A ridiculous Godzilla-like creature emerges, shoulder-barging high-rise flats and stamping on yellow cabs. Much of the rest of the film consists of Hawkins and his friends venturing forth to find his injured girlfriend, while attempting to keep out of the path of the dinosaur-hybrid and the copious amounts of little spider-like creatures it apparently breeds and sprinkles around like attack dogs.

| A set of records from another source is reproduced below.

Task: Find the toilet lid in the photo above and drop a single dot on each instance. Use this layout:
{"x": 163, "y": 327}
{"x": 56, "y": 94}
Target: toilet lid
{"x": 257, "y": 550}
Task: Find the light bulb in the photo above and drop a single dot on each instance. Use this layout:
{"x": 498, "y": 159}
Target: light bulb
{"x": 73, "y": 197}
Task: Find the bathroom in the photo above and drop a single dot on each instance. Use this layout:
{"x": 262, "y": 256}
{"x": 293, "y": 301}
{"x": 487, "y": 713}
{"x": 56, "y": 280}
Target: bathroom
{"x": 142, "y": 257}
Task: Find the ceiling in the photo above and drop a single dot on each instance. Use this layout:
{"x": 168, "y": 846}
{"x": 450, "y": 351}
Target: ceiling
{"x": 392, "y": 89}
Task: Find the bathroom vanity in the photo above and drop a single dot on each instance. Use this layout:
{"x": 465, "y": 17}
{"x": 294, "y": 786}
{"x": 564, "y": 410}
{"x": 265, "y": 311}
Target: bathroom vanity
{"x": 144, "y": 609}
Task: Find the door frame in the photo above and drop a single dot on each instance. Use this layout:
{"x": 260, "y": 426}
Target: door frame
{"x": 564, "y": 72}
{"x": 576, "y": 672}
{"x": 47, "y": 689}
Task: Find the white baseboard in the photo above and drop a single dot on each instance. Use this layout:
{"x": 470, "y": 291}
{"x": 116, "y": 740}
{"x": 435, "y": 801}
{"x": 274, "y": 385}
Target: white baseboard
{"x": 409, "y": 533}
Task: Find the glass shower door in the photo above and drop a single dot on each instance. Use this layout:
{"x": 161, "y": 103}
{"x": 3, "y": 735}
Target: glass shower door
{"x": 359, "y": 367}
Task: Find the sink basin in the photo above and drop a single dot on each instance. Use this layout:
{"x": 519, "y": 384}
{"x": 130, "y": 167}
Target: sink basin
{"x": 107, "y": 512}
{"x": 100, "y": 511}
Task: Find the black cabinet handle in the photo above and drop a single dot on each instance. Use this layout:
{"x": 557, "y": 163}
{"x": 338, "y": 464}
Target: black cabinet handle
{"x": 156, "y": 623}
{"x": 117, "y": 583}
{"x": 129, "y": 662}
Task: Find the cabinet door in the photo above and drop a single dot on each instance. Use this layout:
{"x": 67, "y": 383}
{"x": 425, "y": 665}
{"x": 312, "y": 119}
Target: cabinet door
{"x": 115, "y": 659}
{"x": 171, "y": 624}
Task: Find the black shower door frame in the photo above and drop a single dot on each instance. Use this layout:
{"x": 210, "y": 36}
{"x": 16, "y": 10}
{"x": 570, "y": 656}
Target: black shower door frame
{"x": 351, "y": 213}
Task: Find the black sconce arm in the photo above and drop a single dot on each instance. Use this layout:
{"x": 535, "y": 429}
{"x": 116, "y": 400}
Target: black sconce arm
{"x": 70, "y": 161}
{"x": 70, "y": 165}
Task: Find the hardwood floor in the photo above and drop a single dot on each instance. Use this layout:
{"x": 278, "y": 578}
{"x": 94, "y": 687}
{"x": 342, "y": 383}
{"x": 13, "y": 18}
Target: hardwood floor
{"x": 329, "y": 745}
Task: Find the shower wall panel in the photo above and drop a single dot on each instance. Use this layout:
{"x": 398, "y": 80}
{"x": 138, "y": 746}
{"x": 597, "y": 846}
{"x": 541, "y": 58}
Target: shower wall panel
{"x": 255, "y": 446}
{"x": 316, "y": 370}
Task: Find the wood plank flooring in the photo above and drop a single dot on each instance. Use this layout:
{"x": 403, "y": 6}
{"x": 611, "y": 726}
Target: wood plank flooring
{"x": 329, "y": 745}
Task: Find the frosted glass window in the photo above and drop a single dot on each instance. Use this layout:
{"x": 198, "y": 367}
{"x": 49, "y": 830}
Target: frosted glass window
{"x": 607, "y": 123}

Every so often the film cuts back to previous clips showing Hawkins and his girlfriend in more carefree times. But as their story becomes increasingly ridiculous, the vaguest sympathy one might have had for these characters disappears. Implausibility is heaped on implausibility. The group of survivors manages to get to the 50th floor of a slumped high-rise block to save the girlfriend, who, despite having had a metal bar stuck through her shoulder for hours on end, is quite capable not only of walking, but running when required. The helicopter which comes to the rescue is by happy chance right there at the end of the street, seemingly waiting just for them. When it is hit and plummets to the ground, they not only all survive, but find themselves in the middle of Central Park, with the monster looming over them. Its red ears expand and just before it rips into its prey, it adopts a dopey expression in what looks like a tacky and unnecessary attempt at humour.

There’s something seriously de trop about this film. Poor, much-battered Manhatten could so easily have been under siege from something which was at least half-way believable. Indeed could it not have depicted an actual terrorist attack, instead of attempting and failing to make comparisons with 9/11, comparisons which come over in this context as utterly tasteless?  As it stands, the total fantasy of Cloverfield makes no lasting impact- unless you count the throbbing headache you’re left with after following a hyperactive hand-held camera for an hour and a half.